Emory Researchers Link Brain Activity And Popular Music
MRI of a popular song
After nine months in the womb, a newborn recognizes its mother’s voice. Last Rites are read out loud because hearing is the last sense to cease functioning before death. From beginning to end, voices, music and other audio leave strong impressions.
That’s why we’re not surprised by the findings of a recent Emory University study. In 2006, neuro-economists performed functional magnetic resonance scans (MRI’s) on the brains of 27 teenagers while they listened to music. Three years later, these images were compared with the ultimate popularity of the songs as measured by Nielsen SoundScan, a service that tracks music sales.
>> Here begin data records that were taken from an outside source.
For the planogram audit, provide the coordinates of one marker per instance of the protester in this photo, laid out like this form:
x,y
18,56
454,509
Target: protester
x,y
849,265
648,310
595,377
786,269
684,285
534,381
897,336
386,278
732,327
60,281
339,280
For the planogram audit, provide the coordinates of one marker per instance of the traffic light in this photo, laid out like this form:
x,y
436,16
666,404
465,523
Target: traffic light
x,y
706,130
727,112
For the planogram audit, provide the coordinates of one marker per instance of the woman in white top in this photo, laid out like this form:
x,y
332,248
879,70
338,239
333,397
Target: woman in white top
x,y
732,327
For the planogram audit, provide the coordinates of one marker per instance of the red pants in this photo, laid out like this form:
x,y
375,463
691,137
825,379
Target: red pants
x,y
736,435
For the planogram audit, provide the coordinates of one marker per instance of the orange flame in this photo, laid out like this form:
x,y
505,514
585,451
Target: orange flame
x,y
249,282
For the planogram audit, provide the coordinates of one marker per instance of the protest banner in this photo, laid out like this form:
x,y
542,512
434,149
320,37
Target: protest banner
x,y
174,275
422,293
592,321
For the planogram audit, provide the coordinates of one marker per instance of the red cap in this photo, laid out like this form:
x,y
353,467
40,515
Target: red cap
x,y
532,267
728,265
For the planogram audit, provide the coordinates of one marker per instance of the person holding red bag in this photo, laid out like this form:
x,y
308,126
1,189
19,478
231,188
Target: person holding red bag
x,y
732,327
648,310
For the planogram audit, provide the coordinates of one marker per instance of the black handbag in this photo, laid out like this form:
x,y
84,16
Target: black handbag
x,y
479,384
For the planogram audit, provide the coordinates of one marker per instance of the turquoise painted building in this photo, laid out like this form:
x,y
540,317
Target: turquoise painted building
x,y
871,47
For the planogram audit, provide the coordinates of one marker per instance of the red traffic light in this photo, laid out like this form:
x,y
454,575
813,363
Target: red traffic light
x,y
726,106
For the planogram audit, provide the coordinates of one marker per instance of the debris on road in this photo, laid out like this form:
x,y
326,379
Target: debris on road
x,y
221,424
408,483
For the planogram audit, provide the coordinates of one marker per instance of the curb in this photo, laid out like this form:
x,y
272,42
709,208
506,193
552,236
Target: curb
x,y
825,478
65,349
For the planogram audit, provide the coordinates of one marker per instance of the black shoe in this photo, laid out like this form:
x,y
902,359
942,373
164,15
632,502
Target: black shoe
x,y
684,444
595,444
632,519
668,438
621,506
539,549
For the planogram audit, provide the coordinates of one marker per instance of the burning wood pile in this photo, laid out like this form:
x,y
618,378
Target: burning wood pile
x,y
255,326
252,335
Researchers discovered a statistically significant correlation between high levels of activity in the nucleus accumbens and a song’s success. Even if teens completed a survey saying they didn’t like the song!
The nucleus accumbens is part of the brain’s limbic system, a region known for raw, subconscious emotions and reactions. The Emory Study suggests that popular music can trigger a subconscious reaction that supersedes a teen’s conscious preferences.
Emory’s brain scans provide empirical support for something we hear from VoiceQuilt gift givers: voices and music are surprisingly emotional. We’ve often asserted that the sound of someone’s voice – their accent, tone and laughter – conveys much more than a photo, letter or a store-bought gift. Now, Emory’s research helps us understand the mechanics of why.